コミュニケーションは普通に行われれば、それで役立っていることが多い。しかし、コミュニケーションは必ずしも正確で透明なものばかりではない。「こぼれ落ちるもの」があるだろうし、「相手に届き損ねること」もある。
数年前に刊行された『現代日本の批評』(講談社)という本では「コミュニケーションは、普通言われているほどシンプルなわけではない」という論点で4人の哲学者・批評家が議論している。
コミュニケーションはうまく行われている時でも、そこには「ふり」が含まれる場合があるという指摘もある。

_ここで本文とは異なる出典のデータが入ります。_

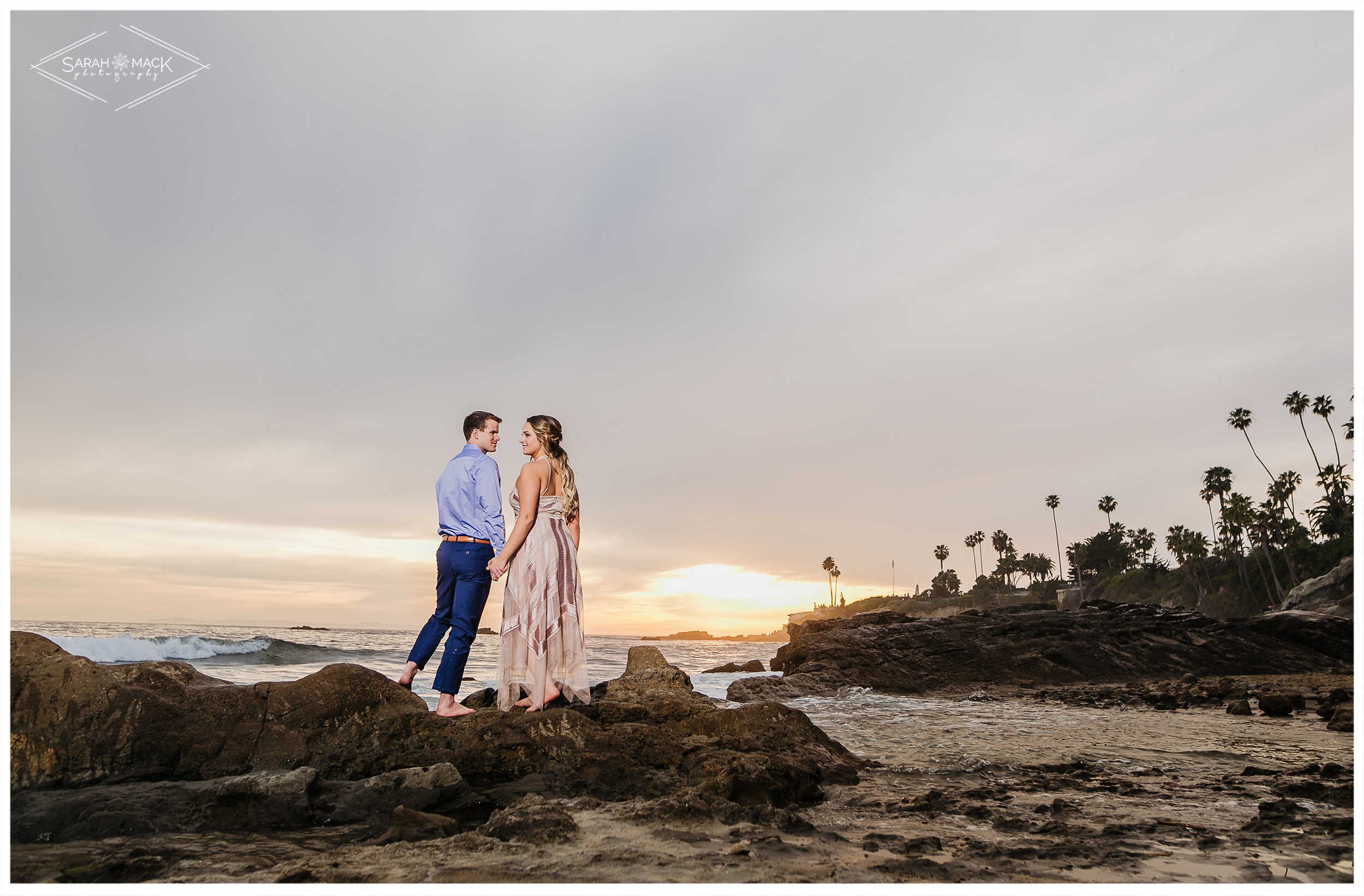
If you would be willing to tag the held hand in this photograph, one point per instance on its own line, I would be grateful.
(497, 566)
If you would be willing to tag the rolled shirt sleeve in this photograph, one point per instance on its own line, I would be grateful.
(487, 483)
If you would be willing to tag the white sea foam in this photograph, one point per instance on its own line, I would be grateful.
(164, 648)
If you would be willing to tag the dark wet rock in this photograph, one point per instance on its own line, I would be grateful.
(752, 666)
(781, 688)
(361, 737)
(531, 820)
(408, 826)
(482, 698)
(247, 802)
(1343, 719)
(917, 869)
(1319, 791)
(75, 722)
(1330, 594)
(1101, 640)
(264, 799)
(1275, 813)
(1276, 706)
(648, 677)
(685, 837)
(917, 846)
(511, 793)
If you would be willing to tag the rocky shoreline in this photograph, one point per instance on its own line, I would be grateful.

コミュニケーションを少しばかり掘り下げてみれば、いろいろとゴツゴツしている場面があるというのだ。
電話などで、相手の言い分が「ちょっと違う(それほど違わない)」と感じることがある。だが、それを指摘する時間はない。特に音声の場合、流れがあり勢いがある。雰囲気が生まれやすい。そこを切り替えるのは難しい。
「相手にとっては重要で、当方にとってはそれほどのものではない」ということは多い。逆に、自分が何かを妙に強調してしまうこともある。
もともと他人同士だからコミュニケーションが必要になる。そもそも、自分だってそれほど一貫しているわけではない。そうであれば、相手の言い分も一定程度は受け入れるしかないだろう。同じことは文章にした場合でも言える。「対等な」コミュニケーションを行うのはなかなか難しい。